Nenhuma hipocrisia? Nada de falso heroismo e desprendimento? Pois bem: em minha
opinião (que, afinal, não contava no frigir dos ovos) a gestação tubária,
teratogênica, daquelas crianças deveria ter sido interrompida quando do
primeiro ultrassom, mas quem sou eu, o que é que eu sei das coisas?
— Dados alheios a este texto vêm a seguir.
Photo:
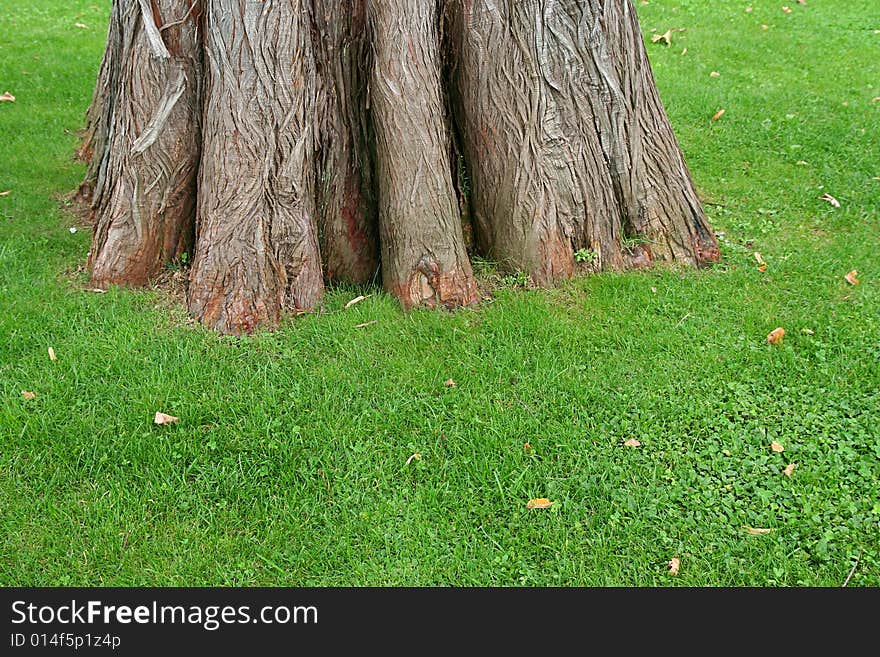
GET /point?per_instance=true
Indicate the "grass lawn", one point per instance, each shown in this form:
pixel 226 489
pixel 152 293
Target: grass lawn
pixel 329 455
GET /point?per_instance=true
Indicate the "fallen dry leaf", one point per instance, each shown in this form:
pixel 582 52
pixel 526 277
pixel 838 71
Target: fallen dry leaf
pixel 775 336
pixel 666 36
pixel 833 201
pixel 162 418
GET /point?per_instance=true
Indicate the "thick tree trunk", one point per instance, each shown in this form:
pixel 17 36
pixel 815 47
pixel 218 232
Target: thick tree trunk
pixel 568 145
pixel 424 260
pixel 317 138
pixel 144 201
pixel 347 219
pixel 257 250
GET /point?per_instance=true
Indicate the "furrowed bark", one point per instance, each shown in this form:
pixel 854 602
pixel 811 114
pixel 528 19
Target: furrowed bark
pixel 144 198
pixel 424 261
pixel 347 219
pixel 93 149
pixel 567 143
pixel 257 247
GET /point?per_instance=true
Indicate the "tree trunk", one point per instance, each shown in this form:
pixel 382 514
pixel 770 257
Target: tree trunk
pixel 257 250
pixel 329 140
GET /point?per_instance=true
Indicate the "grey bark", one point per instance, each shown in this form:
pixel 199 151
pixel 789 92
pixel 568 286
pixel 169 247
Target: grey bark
pixel 144 197
pixel 310 140
pixel 424 261
pixel 566 140
pixel 347 214
pixel 257 243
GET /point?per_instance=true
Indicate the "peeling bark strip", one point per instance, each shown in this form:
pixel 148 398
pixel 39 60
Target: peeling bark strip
pixel 424 261
pixel 347 220
pixel 257 249
pixel 144 197
pixel 567 142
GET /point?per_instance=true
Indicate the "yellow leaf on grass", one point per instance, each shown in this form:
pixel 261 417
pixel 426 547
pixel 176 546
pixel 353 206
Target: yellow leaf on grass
pixel 775 336
pixel 163 418
pixel 666 36
pixel 830 199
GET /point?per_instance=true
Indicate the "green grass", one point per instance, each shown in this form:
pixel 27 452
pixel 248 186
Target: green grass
pixel 289 465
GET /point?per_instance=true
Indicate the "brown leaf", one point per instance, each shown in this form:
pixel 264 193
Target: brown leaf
pixel 775 336
pixel 666 36
pixel 162 418
pixel 757 531
pixel 833 201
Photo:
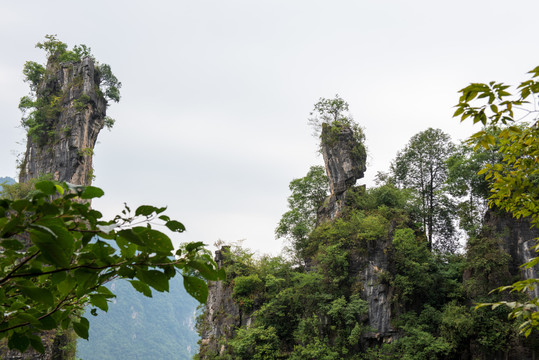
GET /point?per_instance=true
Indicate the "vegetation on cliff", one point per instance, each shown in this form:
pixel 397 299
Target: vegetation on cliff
pixel 42 107
pixel 370 285
pixel 58 253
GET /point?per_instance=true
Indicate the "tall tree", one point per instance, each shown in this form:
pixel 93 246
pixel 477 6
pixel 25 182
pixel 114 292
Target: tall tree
pixel 308 193
pixel 514 180
pixel 421 166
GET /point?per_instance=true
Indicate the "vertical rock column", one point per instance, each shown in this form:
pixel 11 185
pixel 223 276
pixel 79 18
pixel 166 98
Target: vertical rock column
pixel 345 161
pixel 67 152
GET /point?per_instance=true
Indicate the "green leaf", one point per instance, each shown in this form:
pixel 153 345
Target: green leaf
pixel 154 278
pixel 194 246
pixel 131 236
pixel 11 244
pixel 47 323
pixel 153 239
pixel 81 328
pixel 147 210
pixel 91 192
pixel 174 225
pixel 207 271
pixel 99 301
pixel 18 341
pixel 141 287
pixel 40 295
pixel 46 187
pixel 37 344
pixel 56 245
pixel 196 287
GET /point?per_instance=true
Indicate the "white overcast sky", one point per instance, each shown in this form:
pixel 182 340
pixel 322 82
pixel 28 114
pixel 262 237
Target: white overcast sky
pixel 216 94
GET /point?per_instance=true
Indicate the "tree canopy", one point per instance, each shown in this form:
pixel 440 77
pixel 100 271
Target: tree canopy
pixel 57 253
pixel 421 166
pixel 515 179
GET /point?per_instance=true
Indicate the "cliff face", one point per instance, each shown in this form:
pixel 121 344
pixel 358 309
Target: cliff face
pixel 67 153
pixel 345 161
pixel 517 239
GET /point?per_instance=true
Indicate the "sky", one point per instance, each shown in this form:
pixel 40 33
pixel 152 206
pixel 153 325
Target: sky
pixel 216 94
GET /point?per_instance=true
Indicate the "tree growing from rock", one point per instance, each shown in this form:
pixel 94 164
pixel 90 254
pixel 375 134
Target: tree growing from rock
pixel 308 193
pixel 421 166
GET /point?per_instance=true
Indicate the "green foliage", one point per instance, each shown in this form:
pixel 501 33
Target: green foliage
pixel 246 289
pixel 332 115
pixel 21 190
pixel 43 106
pixel 139 327
pixel 110 83
pixel 308 193
pixel 33 74
pixel 421 166
pixel 58 253
pixel 514 181
pixel 257 343
pixel 81 103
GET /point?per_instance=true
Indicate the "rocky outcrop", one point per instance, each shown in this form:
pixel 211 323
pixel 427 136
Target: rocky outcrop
pixel 517 238
pixel 345 161
pixel 67 152
pixel 223 316
pixel 64 152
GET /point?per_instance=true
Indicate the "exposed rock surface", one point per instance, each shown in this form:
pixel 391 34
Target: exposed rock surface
pixel 345 161
pixel 67 156
pixel 517 237
pixel 222 315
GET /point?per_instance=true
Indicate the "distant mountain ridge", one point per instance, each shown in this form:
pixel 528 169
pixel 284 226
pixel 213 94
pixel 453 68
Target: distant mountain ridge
pixel 138 327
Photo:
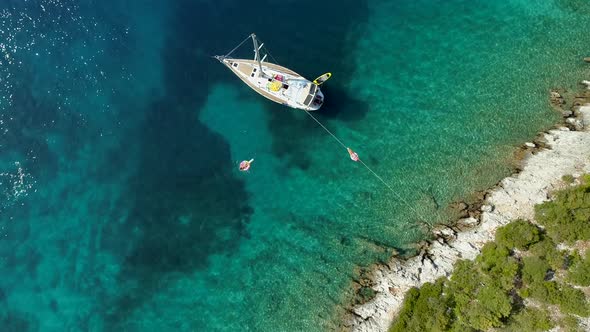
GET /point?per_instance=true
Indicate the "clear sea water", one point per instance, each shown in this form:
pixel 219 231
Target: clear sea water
pixel 121 205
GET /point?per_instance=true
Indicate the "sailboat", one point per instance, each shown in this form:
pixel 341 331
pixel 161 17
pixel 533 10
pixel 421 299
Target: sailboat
pixel 272 81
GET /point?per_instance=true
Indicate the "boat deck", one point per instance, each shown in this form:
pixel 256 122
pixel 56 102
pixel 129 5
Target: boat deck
pixel 246 68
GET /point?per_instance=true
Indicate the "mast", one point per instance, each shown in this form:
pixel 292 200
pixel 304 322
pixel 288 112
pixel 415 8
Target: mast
pixel 257 52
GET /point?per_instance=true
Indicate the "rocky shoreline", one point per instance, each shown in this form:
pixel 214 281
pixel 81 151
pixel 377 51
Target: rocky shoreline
pixel 564 150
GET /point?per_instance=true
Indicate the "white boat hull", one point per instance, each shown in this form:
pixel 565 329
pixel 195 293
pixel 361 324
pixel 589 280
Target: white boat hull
pixel 277 83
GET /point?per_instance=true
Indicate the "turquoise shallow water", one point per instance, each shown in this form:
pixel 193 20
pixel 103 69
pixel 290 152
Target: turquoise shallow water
pixel 122 208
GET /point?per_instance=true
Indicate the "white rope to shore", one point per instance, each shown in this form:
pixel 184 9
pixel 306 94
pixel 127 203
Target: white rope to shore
pixel 370 170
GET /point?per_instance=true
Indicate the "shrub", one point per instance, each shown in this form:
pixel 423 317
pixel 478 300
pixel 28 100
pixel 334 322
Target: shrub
pixel 579 273
pixel 495 263
pixel 518 234
pixel 569 179
pixel 572 300
pixel 570 324
pixel 529 319
pixel 546 250
pixel 464 282
pixel 567 218
pixel 534 270
pixel 424 309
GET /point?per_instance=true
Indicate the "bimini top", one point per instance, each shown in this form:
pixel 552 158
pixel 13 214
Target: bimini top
pixel 272 81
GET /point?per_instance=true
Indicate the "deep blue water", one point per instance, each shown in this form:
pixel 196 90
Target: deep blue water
pixel 122 207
Eu não sou
e nem era santo, não posso e nem podia interferir na evolução dos
acontecimentos...
01,
01:30h da madrugada, chamo o plantonista; a criança pós-operada, apesar de
entubada, está lutando contra o respirador 'bird' e, além do mais, está febril,
39ºC...
-
(Médico)...essa febre é do SNC, condição neurológica, não há muito o que fazer.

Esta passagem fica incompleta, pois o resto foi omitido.